Sen. Ted Cruz (R-TX) has worked very hard to paint himself as a “family values” candidate by fighting tooth and nail against the rights of gay Americans to start their own families and against American women’s abilities to plan their families in a responsible manner. Now, the “family man” has spoken out against federal labor rules mandating paid family leave for American workers- because spending quality time with their families infringes on the rights of employers to squeeze every last ounce of productive labor out of their employees.
“I think maternity leave and paternity leave are wonderful things. I support them personally…But I don’t think the federal government should be in the business of mandating them” said Cruz on Friday. The doublespeak is particularly twisted because, as ThinkProgress reported, without a mandate from the government, “more than 70 percent of employers offer no paid maternity leave and more than 80 percent don’t offer paid paternity leave. That leaves 88 percent of the workforce without paid family leave if they have a new child.”
His statements paint a microcosm of the burdens afflicting the American worker:
“The less someone makes, the less likely they are to get paid family leave from work. Just 5 percent of the lowest-paid workers get paid maternity or paternity leave… And a lack of paid leave creates significant financial complications for many families. A third of those who get partial pay or no pay after the arrival of a new baby has to borrow money, while another third dips into savings and another puts off paying bills (and some may be doing all three). Fifteen percent have to enroll in public benefit programs just to get by. A quarter of “poverty spells,” or episodes of poverty that last for two months or more at a time, begin with the birth of a child.”

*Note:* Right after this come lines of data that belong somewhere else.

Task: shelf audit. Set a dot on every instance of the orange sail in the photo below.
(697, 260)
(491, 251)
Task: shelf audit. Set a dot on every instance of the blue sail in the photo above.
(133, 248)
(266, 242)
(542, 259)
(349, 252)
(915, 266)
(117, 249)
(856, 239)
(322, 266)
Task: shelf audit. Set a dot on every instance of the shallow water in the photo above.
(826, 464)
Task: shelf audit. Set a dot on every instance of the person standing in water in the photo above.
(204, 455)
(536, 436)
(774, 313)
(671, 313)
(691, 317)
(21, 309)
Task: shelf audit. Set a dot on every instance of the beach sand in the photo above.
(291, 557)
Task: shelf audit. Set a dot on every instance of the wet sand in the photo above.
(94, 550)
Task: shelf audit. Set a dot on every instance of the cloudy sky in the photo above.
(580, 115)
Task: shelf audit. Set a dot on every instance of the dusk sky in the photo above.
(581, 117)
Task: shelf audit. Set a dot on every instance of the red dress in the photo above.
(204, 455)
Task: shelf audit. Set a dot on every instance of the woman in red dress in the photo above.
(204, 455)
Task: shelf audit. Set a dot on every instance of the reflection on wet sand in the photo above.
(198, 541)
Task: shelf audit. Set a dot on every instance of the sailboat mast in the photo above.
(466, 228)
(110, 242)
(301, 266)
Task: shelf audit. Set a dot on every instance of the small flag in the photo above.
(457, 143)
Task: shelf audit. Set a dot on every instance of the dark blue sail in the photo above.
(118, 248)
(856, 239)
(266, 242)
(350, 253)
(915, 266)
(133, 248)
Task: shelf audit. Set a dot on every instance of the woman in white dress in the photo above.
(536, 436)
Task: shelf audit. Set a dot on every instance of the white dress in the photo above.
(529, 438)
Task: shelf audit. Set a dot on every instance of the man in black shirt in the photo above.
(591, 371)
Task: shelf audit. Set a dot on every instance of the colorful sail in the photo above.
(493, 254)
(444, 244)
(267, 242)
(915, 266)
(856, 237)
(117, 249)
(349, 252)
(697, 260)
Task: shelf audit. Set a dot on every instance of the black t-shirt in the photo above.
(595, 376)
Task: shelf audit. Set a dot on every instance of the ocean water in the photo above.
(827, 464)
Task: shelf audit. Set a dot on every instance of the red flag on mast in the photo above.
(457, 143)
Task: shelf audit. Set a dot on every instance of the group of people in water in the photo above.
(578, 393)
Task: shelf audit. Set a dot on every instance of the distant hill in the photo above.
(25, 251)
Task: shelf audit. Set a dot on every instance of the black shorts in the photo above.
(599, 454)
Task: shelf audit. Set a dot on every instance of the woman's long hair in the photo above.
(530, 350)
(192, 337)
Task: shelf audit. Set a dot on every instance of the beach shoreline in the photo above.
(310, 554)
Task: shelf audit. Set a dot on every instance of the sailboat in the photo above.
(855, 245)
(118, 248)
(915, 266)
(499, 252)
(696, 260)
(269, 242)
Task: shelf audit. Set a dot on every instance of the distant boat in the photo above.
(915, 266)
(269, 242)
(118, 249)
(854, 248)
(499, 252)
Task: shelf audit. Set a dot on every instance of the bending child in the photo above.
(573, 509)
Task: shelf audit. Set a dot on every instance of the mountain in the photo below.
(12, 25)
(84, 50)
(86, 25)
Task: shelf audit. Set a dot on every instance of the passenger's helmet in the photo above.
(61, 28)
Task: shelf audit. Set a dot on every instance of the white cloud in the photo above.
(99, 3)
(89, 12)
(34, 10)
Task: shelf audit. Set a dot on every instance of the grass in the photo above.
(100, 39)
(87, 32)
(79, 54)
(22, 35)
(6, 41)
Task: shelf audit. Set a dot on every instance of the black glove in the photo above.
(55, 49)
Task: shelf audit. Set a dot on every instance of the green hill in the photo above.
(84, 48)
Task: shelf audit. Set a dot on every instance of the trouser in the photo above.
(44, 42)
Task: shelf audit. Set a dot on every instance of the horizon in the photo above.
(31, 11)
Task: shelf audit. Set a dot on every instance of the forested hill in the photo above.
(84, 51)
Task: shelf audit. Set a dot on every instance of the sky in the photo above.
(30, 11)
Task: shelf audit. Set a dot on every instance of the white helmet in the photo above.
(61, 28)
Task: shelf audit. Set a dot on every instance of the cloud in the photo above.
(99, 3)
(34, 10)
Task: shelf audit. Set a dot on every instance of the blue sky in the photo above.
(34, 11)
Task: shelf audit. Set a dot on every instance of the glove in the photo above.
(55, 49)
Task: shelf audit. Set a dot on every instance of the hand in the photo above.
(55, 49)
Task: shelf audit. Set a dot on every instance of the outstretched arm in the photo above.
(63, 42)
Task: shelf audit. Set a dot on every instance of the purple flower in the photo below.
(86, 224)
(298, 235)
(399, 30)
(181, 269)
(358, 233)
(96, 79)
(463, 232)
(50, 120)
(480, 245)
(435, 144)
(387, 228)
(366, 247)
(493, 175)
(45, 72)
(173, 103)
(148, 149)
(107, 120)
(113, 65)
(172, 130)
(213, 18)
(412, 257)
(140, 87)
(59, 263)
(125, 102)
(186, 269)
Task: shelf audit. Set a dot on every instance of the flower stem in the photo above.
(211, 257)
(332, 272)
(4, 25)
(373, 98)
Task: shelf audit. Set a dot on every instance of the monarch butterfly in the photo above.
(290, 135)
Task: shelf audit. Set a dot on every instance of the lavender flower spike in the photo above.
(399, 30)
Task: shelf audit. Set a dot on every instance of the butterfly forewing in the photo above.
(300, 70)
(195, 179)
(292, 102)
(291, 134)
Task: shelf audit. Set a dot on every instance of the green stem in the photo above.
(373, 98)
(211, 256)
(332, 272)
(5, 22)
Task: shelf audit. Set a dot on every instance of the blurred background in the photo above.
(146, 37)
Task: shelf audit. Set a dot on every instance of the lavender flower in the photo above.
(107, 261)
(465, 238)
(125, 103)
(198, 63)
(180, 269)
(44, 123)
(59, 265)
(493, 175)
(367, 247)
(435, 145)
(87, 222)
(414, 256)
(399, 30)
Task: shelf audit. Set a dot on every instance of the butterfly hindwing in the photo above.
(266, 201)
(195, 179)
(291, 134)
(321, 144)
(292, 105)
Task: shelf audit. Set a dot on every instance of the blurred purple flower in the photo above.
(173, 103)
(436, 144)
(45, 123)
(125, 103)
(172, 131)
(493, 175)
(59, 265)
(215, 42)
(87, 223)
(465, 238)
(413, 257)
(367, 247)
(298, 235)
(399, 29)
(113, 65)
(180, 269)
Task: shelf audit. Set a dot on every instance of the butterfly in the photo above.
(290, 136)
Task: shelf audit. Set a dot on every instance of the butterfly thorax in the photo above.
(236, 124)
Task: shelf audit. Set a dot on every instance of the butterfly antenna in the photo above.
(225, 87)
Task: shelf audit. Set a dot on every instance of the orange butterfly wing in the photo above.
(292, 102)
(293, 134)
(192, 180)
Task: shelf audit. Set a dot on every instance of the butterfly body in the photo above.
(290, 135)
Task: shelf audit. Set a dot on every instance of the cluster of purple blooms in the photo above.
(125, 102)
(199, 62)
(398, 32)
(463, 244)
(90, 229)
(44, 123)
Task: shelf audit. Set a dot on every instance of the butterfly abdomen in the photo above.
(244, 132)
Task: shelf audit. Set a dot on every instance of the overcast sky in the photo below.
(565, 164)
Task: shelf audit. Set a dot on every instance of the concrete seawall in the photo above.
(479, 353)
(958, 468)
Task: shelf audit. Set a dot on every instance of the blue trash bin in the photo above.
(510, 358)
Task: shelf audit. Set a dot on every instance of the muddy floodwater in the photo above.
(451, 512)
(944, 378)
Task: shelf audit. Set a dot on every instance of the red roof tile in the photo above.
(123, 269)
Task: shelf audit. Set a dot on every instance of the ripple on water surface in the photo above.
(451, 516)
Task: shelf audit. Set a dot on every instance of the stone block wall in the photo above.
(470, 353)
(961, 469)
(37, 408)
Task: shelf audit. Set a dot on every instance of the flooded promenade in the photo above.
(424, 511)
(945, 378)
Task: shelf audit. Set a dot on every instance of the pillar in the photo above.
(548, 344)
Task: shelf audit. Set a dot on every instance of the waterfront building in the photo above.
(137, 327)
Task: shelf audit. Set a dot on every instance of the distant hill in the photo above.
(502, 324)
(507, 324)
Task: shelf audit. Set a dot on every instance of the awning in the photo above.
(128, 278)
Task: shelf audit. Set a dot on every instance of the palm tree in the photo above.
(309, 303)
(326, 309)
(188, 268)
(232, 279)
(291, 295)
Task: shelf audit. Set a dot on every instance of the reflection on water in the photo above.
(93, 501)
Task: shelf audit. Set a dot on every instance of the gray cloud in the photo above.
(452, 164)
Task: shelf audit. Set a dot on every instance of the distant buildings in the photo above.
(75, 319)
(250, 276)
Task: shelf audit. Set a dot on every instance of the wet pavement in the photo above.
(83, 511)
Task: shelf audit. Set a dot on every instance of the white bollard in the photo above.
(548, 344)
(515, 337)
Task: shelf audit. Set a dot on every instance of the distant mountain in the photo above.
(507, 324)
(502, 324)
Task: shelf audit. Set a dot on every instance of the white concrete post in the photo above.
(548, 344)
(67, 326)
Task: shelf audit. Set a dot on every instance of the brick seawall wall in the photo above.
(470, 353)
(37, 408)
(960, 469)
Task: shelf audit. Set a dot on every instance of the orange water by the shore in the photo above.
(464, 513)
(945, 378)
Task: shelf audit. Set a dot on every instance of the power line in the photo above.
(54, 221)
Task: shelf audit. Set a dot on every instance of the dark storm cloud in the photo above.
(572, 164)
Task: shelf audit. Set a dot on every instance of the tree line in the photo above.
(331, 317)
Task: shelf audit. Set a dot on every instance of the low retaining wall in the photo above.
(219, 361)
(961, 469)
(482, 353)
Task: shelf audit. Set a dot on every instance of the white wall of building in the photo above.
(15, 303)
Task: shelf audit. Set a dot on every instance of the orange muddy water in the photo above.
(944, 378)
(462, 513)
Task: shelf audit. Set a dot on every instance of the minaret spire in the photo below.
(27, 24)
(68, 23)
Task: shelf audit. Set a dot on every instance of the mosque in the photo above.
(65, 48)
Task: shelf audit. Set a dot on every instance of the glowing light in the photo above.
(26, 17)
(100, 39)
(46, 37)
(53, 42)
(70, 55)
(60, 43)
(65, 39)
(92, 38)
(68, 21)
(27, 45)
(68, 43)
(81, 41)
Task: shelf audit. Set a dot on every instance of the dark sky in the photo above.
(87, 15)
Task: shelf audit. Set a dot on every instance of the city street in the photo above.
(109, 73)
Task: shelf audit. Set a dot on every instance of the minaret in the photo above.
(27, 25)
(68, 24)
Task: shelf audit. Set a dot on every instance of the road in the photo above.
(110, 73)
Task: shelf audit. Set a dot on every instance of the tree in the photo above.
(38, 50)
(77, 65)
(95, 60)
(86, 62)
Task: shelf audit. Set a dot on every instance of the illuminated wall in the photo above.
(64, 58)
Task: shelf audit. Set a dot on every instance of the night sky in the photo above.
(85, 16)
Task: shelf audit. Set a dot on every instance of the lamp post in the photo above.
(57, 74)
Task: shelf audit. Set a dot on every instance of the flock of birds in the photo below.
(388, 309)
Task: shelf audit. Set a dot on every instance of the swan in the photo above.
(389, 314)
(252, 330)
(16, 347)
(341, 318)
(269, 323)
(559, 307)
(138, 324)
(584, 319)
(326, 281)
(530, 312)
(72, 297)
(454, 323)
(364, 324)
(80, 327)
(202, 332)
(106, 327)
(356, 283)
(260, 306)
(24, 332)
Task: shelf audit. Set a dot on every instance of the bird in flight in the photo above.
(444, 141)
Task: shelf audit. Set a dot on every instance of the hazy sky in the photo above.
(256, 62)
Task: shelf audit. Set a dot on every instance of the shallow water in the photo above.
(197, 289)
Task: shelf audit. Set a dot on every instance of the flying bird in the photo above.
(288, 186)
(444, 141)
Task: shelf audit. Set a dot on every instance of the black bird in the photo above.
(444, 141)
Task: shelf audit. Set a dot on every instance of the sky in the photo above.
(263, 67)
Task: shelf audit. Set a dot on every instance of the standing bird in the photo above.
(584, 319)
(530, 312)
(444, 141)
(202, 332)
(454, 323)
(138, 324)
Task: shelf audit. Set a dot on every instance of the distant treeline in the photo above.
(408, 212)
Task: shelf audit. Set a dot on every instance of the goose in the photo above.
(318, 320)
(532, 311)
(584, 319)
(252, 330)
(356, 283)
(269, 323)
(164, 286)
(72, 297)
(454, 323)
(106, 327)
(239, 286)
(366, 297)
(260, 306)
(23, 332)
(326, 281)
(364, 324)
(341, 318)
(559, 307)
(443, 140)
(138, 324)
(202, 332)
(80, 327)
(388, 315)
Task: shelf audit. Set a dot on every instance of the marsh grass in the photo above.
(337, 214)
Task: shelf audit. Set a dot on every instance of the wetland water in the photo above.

When Cruz’s statements are placed alongside his virulent anti-Planned Parenthood attacks, it would appear that Cruz is either entirely ignorant of the struggles of the American worker, or that Cruz and his Republican allies are orchestrating a campaign to deliberately keep the American worker in perpetual poverty, burdened with unplanned pregnancies and low wages. The Guttmacher Institute notes that “the rate of unintended pregnancy among poor women (those with incomes at or below the federal poverty level) in 2008 was 137 per 1,000 women aged 15–44, more than five times the rate among women at the highest income level (26 per 1,000).”
Without mandate family leave, the United States joins just two other nations in their disregard for the welfare of new mothers and the financial well-being of their families: Oman and Papa New Guinea. It is absolutely reprehensible that Cruz’s patently misleading statements, ostensibly about state right’s, are actually an underhanded attack on the prosperity and happiness of the American worker. From Scott Walker and Chris Christie’s loudmouth shots at American unions to the welfare for the megarich “flat tax proposals” by Carson and Paul, the opposition from tens of GOP candidates against raising a stagnant minimum wage, it is very clear that the Republican field shows no concern for the American working class. Dressing up their rhetoric with cheap cosmetic appeals to Jesus and Reagan is not nearly enough to conceal their true motivations.
Our workers deserve so much better. If Cruz really was an honest supporter of family values, he would support a mandate for paid maternity and paternity leave, allowing new parents to share the difficulties of raising a child and give them quality time to spend with their infant during their most critical development stages, helping expand the child’s potential and likelihood of growing up to be a well-rounded and productive member of society. But apparently that’s just more “big government” to hypocrite Cruz.